TEMA Warns Türkiye Pasture Loss Raises Feed-Cost Risk

By Bosphorus News ·
TEMA Warns Türkiye Pasture Loss Raises Feed-Cost Risk

By Bosphorus News Economy Desk


The TEMA Foundation, one of Türkiye's leading environmental civil society groups, warned that the country has lost more than half of its pastureland over the past 65 years, tying the decline to weaker grazing capacity, higher feed pressure and rising drought exposure in rural production.

The foundation said Türkiye's pastureland fell from about 29 million hectares in 1960 to nearly 13 million hectares today, a 54 percent loss. It also said about 70 percent of remaining pasture areas are degraded, low-yield or stripped of healthy vegetation, limiting their ability to support livestock and protect soil.

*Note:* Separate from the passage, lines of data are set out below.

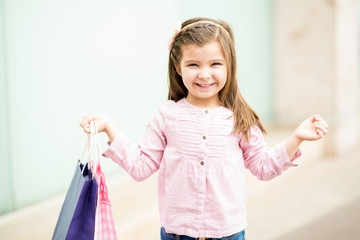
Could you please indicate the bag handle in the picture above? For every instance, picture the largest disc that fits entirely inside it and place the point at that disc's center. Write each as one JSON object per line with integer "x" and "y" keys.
{"x": 92, "y": 152}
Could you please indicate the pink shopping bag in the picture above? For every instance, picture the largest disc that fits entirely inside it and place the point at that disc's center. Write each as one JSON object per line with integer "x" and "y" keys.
{"x": 104, "y": 220}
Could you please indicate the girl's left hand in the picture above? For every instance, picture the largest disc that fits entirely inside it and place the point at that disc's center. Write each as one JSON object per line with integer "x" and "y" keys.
{"x": 313, "y": 128}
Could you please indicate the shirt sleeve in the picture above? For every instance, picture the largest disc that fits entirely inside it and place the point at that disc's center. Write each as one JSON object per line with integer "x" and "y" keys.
{"x": 140, "y": 161}
{"x": 263, "y": 161}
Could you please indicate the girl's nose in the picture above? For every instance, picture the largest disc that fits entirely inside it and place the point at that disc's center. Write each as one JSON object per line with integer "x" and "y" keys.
{"x": 204, "y": 74}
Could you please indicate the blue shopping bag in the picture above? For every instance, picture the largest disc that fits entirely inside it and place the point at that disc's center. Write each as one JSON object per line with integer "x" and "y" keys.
{"x": 77, "y": 216}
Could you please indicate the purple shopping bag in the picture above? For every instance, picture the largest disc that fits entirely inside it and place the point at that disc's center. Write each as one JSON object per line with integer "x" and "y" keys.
{"x": 77, "y": 216}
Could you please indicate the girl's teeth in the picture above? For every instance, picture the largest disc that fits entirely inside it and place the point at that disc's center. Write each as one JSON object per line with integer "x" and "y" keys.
{"x": 205, "y": 85}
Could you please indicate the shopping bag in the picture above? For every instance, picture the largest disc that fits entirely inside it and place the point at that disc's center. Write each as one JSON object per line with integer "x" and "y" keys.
{"x": 77, "y": 216}
{"x": 104, "y": 220}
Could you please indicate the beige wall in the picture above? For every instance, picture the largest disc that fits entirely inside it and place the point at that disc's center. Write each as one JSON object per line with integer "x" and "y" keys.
{"x": 316, "y": 66}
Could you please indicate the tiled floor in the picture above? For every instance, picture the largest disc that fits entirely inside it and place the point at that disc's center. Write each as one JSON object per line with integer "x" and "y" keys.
{"x": 317, "y": 200}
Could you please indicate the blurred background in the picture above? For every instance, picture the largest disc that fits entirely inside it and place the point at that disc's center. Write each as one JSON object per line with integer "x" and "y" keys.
{"x": 61, "y": 60}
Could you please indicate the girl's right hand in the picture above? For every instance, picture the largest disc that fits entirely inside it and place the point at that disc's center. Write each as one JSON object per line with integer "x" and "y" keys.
{"x": 101, "y": 121}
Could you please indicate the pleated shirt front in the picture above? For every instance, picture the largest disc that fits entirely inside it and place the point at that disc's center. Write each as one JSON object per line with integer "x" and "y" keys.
{"x": 202, "y": 187}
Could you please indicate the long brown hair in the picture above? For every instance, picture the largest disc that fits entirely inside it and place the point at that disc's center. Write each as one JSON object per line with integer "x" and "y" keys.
{"x": 200, "y": 31}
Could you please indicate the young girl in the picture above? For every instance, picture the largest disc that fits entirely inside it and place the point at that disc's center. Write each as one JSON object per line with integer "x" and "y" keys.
{"x": 202, "y": 139}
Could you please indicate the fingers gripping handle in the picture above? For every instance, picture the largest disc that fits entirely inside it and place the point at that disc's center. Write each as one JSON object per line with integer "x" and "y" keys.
{"x": 92, "y": 151}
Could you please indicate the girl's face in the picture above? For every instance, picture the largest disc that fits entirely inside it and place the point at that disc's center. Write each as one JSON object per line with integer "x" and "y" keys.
{"x": 203, "y": 71}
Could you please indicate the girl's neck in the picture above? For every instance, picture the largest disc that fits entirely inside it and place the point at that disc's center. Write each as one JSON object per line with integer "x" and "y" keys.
{"x": 204, "y": 103}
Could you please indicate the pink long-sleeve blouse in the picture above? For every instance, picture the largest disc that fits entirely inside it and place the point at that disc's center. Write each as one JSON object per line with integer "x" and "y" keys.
{"x": 202, "y": 186}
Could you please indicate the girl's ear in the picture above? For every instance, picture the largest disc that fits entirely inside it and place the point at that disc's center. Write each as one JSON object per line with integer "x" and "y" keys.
{"x": 178, "y": 69}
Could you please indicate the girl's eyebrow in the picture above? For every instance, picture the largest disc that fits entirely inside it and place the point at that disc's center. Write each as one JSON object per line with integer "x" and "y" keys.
{"x": 212, "y": 60}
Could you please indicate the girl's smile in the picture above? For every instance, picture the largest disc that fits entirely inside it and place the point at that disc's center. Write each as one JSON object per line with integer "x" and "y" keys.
{"x": 204, "y": 73}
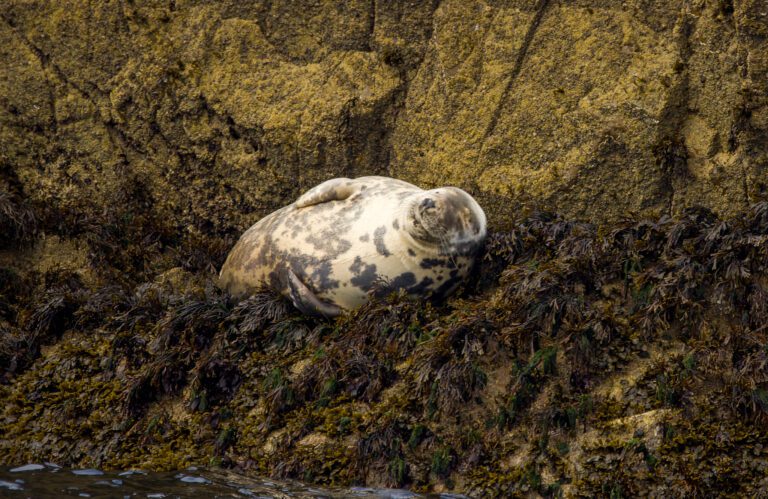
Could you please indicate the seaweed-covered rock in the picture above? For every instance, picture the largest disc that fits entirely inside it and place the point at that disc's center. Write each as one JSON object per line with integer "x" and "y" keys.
{"x": 594, "y": 353}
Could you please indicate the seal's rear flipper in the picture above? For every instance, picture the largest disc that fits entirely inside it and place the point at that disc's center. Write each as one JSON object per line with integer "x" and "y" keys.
{"x": 335, "y": 189}
{"x": 306, "y": 301}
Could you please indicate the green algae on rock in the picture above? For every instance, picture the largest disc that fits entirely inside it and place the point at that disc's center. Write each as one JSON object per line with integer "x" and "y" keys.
{"x": 139, "y": 138}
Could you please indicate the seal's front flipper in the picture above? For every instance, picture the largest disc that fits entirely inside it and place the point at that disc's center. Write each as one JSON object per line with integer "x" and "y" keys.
{"x": 335, "y": 189}
{"x": 306, "y": 301}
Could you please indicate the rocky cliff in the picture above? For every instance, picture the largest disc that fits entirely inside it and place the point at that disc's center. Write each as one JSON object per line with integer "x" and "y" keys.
{"x": 138, "y": 139}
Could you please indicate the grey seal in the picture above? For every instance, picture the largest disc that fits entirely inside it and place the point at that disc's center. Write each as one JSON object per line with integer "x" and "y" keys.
{"x": 346, "y": 237}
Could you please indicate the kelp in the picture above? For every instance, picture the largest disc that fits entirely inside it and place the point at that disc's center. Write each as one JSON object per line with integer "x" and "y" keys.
{"x": 495, "y": 392}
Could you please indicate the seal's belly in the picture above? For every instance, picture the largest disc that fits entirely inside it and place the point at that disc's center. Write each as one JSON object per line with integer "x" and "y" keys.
{"x": 342, "y": 249}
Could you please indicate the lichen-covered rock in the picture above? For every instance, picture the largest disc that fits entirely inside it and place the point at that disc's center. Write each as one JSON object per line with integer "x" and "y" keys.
{"x": 139, "y": 139}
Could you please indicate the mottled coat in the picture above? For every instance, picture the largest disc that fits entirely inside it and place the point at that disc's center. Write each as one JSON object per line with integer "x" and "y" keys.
{"x": 344, "y": 237}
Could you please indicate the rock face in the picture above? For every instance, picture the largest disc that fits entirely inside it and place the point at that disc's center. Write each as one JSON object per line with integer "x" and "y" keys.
{"x": 139, "y": 139}
{"x": 224, "y": 111}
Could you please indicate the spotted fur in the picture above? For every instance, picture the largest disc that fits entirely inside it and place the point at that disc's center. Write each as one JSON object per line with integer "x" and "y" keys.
{"x": 341, "y": 239}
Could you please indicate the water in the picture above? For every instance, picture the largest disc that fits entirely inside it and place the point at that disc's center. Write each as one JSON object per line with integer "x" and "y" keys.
{"x": 48, "y": 480}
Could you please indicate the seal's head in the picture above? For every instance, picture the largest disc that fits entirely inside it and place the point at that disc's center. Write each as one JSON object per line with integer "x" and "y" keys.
{"x": 448, "y": 218}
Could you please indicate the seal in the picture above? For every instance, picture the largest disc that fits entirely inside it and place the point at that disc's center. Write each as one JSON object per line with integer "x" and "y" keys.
{"x": 345, "y": 238}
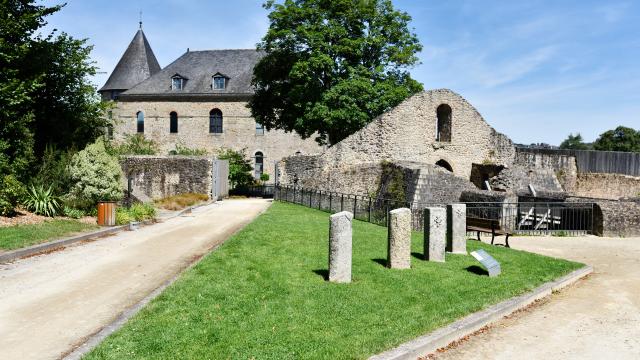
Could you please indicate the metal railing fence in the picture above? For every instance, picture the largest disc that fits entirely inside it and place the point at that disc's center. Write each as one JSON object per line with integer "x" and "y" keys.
{"x": 530, "y": 218}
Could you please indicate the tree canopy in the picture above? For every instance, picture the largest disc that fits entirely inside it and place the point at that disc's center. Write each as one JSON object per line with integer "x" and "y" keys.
{"x": 574, "y": 142}
{"x": 331, "y": 66}
{"x": 45, "y": 95}
{"x": 619, "y": 139}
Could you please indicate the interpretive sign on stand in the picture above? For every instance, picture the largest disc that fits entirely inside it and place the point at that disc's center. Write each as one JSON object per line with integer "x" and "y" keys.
{"x": 491, "y": 264}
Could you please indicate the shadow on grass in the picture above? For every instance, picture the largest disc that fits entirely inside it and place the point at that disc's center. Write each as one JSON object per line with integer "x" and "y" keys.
{"x": 322, "y": 272}
{"x": 477, "y": 270}
{"x": 382, "y": 262}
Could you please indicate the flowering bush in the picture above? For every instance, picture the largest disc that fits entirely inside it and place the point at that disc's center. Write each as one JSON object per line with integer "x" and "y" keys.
{"x": 96, "y": 176}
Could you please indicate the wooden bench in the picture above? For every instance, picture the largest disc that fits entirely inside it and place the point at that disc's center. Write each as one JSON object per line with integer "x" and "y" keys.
{"x": 489, "y": 226}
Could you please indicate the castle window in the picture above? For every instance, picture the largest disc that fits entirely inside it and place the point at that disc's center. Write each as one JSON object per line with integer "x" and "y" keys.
{"x": 215, "y": 121}
{"x": 259, "y": 168}
{"x": 140, "y": 121}
{"x": 259, "y": 129}
{"x": 173, "y": 122}
{"x": 219, "y": 82}
{"x": 443, "y": 126}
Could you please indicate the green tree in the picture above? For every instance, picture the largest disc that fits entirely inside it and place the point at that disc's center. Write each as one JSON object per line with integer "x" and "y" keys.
{"x": 96, "y": 176}
{"x": 330, "y": 67}
{"x": 18, "y": 22}
{"x": 239, "y": 167}
{"x": 574, "y": 142}
{"x": 619, "y": 139}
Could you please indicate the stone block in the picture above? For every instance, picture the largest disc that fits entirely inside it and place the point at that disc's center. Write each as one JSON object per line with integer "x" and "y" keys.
{"x": 340, "y": 235}
{"x": 457, "y": 228}
{"x": 435, "y": 228}
{"x": 399, "y": 255}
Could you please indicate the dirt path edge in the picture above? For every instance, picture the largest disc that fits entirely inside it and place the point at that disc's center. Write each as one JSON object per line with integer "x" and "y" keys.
{"x": 441, "y": 338}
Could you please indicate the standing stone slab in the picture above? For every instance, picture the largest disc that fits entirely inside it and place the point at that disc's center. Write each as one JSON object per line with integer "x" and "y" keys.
{"x": 435, "y": 228}
{"x": 457, "y": 228}
{"x": 340, "y": 235}
{"x": 399, "y": 239}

The warning was issued ahead of June 17, World Day to Combat Desertification and Drought, and during the United Nations' 2026 International Year of Rangelands and Pastoralists. The United Nations is placing rangelands at the center of this year's desertification agenda, under the theme "Rangelands: Recognize. Respect. Restore."

Türkiye's Agriculture and Forestry Ministry data also show the long decline in pastureland. The ministry's figures list pastureland at 21.7 million hectares in 1970, while current official records show 13.3 million hectares under identified pasture areas.

The pasture file is not only an environmental issue. Türkiye's livestock sector depends on grazing land and roughage supply, and degraded pastures push more pressure onto purchased feed, one of the cost lines already weighing on meat and dairy production.

TEMA called for stronger pasture protection, restoration of degraded areas and tighter control over land-use changes that remove grazing areas from agricultural production. For Türkiye, the issue sits directly inside the country's wider food-security debate, where drought, feed costs and rural production capacity are already moving together.